Selco has surveyed 542 manual skilled workers to find out if going to university or taking another career route versus going straight into trades is more beneficial financially, and if individuals progress more quickly.
They asked tradespeople about what their career path affords them in terms of their lifestyle, personal finances and job satisfaction, to gain a better insight into how choosing a trade career can impact their lives for the better.
Asking about trade workers’ debt from training and education in their profession, Selco found that on average, they had around £5,600 in debt. This is in comparison to the average university student’s debt of around £45,000.
70% of the surveyed tradespeople also revealed that they have savings and over half said they see themselves as financially secure. A third said that they’ve even invested some of their earnings in areas including rental property, stocks and shares and crypto.
Analysis also revealed that tradespeople are 44% more likely to have owned multiple properties than the rest of the UK.
In fact, the survey found that trade workers’ skills have actually saved them money in their day to day life, being able to fix their own problems that unskilled people would usually hire others to do.
Their analysis of the results also found that 73% of tradespeople are happy with their job – comparable surveys rate overall UK job satisfaction at between 41 and 65%. In fact, 72% said they feel proud about their role in the working world.
Selco wanted to take a closer look at how these advantages of the trade career can benefit workers’ personal lives.
The findings revealed that on average, tradespeople bought their first home three years before the current UK average.

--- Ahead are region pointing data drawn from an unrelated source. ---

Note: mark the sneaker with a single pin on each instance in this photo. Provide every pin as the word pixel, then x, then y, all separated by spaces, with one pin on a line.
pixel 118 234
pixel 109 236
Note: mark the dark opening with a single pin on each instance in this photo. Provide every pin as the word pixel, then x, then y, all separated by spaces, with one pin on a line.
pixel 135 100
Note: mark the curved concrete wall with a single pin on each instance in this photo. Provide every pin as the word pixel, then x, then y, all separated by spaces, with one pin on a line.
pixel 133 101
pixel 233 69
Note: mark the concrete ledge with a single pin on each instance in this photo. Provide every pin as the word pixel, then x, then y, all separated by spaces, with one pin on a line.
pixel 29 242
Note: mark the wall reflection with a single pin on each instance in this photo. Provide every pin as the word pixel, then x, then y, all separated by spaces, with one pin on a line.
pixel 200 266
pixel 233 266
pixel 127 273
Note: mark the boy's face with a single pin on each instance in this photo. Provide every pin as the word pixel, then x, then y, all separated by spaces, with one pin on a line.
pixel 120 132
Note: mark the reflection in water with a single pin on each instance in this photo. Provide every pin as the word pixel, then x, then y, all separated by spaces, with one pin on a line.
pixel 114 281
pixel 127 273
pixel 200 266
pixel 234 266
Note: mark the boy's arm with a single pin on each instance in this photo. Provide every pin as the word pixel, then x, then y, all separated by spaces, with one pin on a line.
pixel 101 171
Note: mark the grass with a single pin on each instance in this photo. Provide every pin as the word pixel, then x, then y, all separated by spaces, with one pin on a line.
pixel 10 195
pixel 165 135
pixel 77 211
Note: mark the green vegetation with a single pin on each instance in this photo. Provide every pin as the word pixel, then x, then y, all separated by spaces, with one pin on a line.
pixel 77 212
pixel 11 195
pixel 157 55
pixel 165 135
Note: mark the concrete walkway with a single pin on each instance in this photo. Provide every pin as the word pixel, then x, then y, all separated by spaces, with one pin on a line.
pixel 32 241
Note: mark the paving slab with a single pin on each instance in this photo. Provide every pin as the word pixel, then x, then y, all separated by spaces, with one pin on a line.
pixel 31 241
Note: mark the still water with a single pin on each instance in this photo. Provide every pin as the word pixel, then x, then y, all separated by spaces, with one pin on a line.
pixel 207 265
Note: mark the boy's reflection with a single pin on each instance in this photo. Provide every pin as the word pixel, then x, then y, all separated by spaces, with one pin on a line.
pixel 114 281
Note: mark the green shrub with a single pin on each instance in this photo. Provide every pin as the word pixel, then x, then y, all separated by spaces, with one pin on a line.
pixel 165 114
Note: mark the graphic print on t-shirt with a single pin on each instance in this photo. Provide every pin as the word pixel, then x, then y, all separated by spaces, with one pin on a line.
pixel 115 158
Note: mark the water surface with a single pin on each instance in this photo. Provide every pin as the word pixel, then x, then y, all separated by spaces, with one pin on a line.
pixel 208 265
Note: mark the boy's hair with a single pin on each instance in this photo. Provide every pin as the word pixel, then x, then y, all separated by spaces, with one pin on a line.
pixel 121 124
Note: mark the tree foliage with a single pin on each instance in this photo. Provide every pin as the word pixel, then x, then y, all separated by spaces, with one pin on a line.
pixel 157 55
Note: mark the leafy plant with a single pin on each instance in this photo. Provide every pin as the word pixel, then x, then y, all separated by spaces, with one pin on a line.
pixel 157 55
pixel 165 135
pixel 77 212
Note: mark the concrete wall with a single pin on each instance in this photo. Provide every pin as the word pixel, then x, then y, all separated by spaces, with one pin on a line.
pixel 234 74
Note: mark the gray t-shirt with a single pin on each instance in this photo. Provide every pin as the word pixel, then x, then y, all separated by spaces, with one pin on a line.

Men who choose a trade career will get married approximately five years earlier than the average man in the UK. Women who choose a trade career will get married three years earlier on average than women around the UK.
This major life progression continued into building a family, as Selco’s findings showed tradespeople had their first or only child two years before the average woman, and nearly seven years before the average man becomes a parent for the first time.
But what do tradespeople think you need to be successful in the industry? 67% said hard work was key, and 54% said a good sense of responsibility is needed to succeed. Confidence was another personality trait that those working in the trades identified as being key to success in their careers.